- Breakfast: 1 piece egg white fritatta; bagel thin w/low fat cream chz; black coffee
- Snack: 1 small apple w/2 tbls peanut butter
- Lunch: Whole wheat wrap w/4 oz shredded chicken, provolone chz & light BBQ sauce; tomato & mozzarella salad w/balsamic vinegar
- Snack: 3/4 cup Honey Nut Cheerios
- Dinner: 5 oz filet Mignon w/grilled onions, scalloped potatoes & salad
- Water: 90 oz
I have been using Sparkpeople (www.sparkpeople.com) to track my food and according to website I hit each one of my food goals for the day - this is the first time I've been able to do that since I started this journey! I am definitely psyched about that!

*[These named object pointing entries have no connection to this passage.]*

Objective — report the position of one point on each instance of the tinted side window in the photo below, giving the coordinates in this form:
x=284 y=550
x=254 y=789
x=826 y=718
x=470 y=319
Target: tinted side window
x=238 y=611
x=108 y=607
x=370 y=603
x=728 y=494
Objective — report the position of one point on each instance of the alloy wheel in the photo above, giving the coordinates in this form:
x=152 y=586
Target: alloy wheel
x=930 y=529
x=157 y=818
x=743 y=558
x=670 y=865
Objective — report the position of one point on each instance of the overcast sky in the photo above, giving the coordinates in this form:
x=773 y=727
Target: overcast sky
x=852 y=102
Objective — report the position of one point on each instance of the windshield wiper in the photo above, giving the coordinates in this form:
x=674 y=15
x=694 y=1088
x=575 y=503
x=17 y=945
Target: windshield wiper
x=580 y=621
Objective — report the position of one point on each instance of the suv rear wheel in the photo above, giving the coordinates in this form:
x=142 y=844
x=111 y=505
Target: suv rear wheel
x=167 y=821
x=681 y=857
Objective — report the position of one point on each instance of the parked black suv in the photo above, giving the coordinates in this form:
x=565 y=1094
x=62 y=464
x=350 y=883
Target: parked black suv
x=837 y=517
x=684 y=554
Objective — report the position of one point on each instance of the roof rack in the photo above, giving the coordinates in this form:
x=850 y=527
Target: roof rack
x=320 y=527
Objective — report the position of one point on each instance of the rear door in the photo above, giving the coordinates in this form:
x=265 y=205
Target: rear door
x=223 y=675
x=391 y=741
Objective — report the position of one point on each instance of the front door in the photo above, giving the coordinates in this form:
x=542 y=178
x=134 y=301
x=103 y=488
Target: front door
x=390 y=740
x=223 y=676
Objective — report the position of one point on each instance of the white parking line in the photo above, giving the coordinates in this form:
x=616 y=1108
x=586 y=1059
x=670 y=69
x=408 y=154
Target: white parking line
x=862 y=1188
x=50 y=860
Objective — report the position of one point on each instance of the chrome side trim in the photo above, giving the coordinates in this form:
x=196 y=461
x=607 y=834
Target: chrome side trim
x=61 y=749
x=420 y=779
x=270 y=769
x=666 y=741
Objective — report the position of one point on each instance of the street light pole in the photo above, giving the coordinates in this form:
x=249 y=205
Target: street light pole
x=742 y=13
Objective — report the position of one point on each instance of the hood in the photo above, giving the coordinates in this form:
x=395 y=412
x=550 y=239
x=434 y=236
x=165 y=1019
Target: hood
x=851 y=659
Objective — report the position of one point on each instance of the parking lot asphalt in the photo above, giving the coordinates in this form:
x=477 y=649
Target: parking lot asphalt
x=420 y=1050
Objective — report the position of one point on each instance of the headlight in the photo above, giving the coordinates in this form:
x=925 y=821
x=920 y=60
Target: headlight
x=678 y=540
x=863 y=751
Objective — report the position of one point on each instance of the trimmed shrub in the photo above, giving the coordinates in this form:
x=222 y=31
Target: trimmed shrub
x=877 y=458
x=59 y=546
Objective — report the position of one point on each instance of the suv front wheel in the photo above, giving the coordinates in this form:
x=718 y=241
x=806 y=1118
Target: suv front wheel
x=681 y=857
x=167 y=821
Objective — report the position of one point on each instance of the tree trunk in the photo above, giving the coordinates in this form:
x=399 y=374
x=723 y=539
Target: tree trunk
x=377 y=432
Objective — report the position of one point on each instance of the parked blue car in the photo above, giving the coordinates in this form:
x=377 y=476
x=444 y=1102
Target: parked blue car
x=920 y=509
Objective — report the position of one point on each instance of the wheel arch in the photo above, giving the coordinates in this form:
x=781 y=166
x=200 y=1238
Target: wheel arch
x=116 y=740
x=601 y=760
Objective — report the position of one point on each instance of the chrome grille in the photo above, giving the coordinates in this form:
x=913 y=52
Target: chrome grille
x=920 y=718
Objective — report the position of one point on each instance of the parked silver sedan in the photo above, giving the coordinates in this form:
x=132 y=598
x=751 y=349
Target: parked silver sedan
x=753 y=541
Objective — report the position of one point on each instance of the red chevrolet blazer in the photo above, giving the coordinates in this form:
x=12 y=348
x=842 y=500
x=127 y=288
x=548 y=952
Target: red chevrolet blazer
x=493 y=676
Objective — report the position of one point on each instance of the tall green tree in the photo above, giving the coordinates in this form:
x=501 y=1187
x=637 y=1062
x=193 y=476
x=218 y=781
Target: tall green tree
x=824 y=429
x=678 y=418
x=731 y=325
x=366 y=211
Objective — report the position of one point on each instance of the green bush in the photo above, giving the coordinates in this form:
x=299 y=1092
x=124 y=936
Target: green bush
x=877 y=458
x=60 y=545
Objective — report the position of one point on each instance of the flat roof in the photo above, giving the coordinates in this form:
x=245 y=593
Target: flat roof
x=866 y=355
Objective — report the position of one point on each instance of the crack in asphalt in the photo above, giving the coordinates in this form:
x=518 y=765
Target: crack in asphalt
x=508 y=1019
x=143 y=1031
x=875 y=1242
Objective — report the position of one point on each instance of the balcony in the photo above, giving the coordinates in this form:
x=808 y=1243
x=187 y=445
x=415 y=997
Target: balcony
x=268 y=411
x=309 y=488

A funny thing happened when I was at the gym today. As I was getting ready to do my power squats, I looked up how much I had done last week, then I added 5 pounds to each side. I added another 5 pounds for the next set and finally I added the last 5 pounds to each side. By the time I was done I had added what I thought was 15 pounds to each side... but as it turns out I'd been adding 10 pounds to each side. So what should have been 15 pounds total ended up being an additional 30! Somehow not knowing exactly how much I had added enabled me to get out the same number of reps as last week.

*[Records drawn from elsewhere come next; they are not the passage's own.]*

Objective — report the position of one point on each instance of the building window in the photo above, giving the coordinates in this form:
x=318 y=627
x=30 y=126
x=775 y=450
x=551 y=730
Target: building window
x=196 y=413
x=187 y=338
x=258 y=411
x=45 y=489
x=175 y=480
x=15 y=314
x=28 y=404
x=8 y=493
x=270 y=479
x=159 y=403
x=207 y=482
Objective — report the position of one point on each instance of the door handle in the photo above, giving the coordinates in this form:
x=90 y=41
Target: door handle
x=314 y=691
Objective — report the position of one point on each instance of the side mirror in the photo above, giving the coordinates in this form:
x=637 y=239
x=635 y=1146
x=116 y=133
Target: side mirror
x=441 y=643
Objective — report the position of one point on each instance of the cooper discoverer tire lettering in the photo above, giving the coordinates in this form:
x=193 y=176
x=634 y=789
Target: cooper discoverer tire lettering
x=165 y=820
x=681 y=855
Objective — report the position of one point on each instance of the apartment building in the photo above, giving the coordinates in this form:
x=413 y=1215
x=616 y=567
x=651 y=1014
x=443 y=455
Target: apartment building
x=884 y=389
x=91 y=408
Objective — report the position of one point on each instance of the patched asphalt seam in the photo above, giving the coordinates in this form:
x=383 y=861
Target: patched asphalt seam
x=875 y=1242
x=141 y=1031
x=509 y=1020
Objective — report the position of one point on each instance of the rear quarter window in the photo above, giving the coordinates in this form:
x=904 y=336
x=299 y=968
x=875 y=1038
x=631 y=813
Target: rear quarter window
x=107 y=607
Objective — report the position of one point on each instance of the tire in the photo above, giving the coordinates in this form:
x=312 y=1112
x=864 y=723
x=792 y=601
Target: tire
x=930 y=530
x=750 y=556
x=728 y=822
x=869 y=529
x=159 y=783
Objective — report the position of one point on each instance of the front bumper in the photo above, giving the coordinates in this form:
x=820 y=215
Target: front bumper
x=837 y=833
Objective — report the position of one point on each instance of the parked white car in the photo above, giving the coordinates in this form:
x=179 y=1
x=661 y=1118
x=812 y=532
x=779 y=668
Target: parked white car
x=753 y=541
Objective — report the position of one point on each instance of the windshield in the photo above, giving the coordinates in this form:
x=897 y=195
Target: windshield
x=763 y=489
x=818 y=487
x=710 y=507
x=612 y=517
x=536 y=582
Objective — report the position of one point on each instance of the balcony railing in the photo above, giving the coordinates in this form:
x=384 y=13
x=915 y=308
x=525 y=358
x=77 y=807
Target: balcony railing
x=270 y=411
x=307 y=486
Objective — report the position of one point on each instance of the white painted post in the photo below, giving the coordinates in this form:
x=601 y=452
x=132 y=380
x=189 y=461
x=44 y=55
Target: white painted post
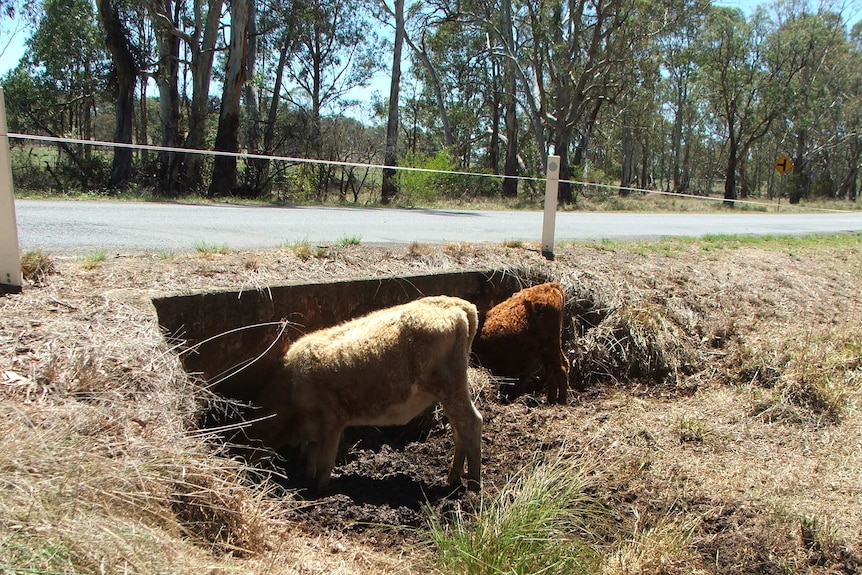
x=10 y=257
x=552 y=189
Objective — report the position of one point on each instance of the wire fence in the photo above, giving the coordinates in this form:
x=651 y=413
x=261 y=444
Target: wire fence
x=576 y=184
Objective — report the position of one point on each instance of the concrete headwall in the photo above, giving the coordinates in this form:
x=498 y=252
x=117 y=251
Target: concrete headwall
x=231 y=330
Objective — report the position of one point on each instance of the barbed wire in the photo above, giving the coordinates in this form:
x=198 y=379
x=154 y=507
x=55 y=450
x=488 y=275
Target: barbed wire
x=298 y=160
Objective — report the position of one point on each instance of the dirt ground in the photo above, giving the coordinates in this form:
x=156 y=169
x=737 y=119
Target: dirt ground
x=718 y=385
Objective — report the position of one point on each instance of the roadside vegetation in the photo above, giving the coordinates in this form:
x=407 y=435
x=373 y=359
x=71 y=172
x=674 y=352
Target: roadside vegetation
x=714 y=428
x=628 y=101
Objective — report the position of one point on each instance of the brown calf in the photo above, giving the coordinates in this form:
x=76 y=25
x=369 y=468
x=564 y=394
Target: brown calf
x=381 y=369
x=524 y=332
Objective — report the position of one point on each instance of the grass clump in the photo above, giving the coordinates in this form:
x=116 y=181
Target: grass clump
x=349 y=241
x=36 y=266
x=810 y=383
x=540 y=522
x=205 y=248
x=92 y=261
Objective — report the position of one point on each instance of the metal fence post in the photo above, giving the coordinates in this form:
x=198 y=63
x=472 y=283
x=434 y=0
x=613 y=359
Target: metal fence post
x=10 y=257
x=552 y=189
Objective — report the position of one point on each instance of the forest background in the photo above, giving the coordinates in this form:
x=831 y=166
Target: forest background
x=685 y=96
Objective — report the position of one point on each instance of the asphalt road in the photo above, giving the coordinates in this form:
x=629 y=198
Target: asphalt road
x=83 y=227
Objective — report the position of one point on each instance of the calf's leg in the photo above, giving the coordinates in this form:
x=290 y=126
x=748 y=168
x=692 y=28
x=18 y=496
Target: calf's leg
x=467 y=431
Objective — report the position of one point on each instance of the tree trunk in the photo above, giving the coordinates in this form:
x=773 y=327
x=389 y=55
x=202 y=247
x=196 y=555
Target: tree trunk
x=202 y=46
x=438 y=94
x=165 y=17
x=562 y=141
x=800 y=181
x=227 y=137
x=389 y=188
x=730 y=173
x=510 y=165
x=126 y=70
x=254 y=180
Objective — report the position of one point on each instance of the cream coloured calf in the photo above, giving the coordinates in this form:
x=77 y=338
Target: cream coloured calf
x=381 y=369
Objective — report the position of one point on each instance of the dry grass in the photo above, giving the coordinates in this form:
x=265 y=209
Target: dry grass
x=723 y=404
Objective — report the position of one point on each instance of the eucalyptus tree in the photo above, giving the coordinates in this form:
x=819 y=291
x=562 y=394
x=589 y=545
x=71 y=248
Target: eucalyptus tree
x=336 y=52
x=223 y=181
x=578 y=55
x=747 y=72
x=192 y=30
x=389 y=188
x=820 y=41
x=59 y=83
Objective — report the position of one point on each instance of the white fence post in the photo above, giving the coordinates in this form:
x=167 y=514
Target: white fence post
x=552 y=189
x=10 y=257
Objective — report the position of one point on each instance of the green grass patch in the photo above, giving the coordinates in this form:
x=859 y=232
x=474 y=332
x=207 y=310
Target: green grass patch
x=539 y=522
x=209 y=249
x=92 y=261
x=36 y=266
x=349 y=241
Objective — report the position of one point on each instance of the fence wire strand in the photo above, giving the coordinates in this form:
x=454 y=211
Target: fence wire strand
x=344 y=164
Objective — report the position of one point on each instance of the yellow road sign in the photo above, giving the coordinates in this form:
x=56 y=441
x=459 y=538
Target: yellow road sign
x=783 y=164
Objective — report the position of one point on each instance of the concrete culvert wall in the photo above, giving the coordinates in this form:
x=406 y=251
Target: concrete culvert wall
x=234 y=339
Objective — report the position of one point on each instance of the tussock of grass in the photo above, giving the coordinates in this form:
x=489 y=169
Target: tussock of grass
x=36 y=266
x=92 y=261
x=808 y=383
x=661 y=547
x=98 y=469
x=540 y=522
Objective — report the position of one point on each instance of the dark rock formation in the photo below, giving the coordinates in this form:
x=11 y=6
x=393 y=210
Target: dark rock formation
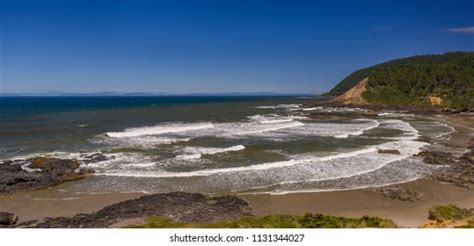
x=459 y=171
x=37 y=173
x=436 y=157
x=400 y=193
x=7 y=219
x=388 y=151
x=179 y=206
x=341 y=115
x=94 y=158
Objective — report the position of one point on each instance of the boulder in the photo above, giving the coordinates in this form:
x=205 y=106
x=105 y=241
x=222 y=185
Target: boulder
x=179 y=206
x=400 y=193
x=7 y=219
x=388 y=151
x=37 y=173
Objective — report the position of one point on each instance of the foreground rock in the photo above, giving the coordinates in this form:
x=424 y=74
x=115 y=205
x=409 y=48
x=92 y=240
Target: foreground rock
x=7 y=219
x=341 y=115
x=178 y=206
x=37 y=173
x=400 y=193
x=456 y=170
x=388 y=151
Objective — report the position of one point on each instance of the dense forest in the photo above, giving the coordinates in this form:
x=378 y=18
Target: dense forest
x=410 y=81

On my way out of the gym I ran into my trainer and told her what had happened - perhaps an error in judgement - and she said "if that's the case I'm never telling you again how much weight you're lifting!"
Saturday could be really dangerous! :)
Exercise:
- Power Squats
- Leg Presses
- One Leg Standing Hamstring Curls
- Dead lifts
- Abs w/6 pound weighted ball
I feel more confident every day and I hope that this feeling continues!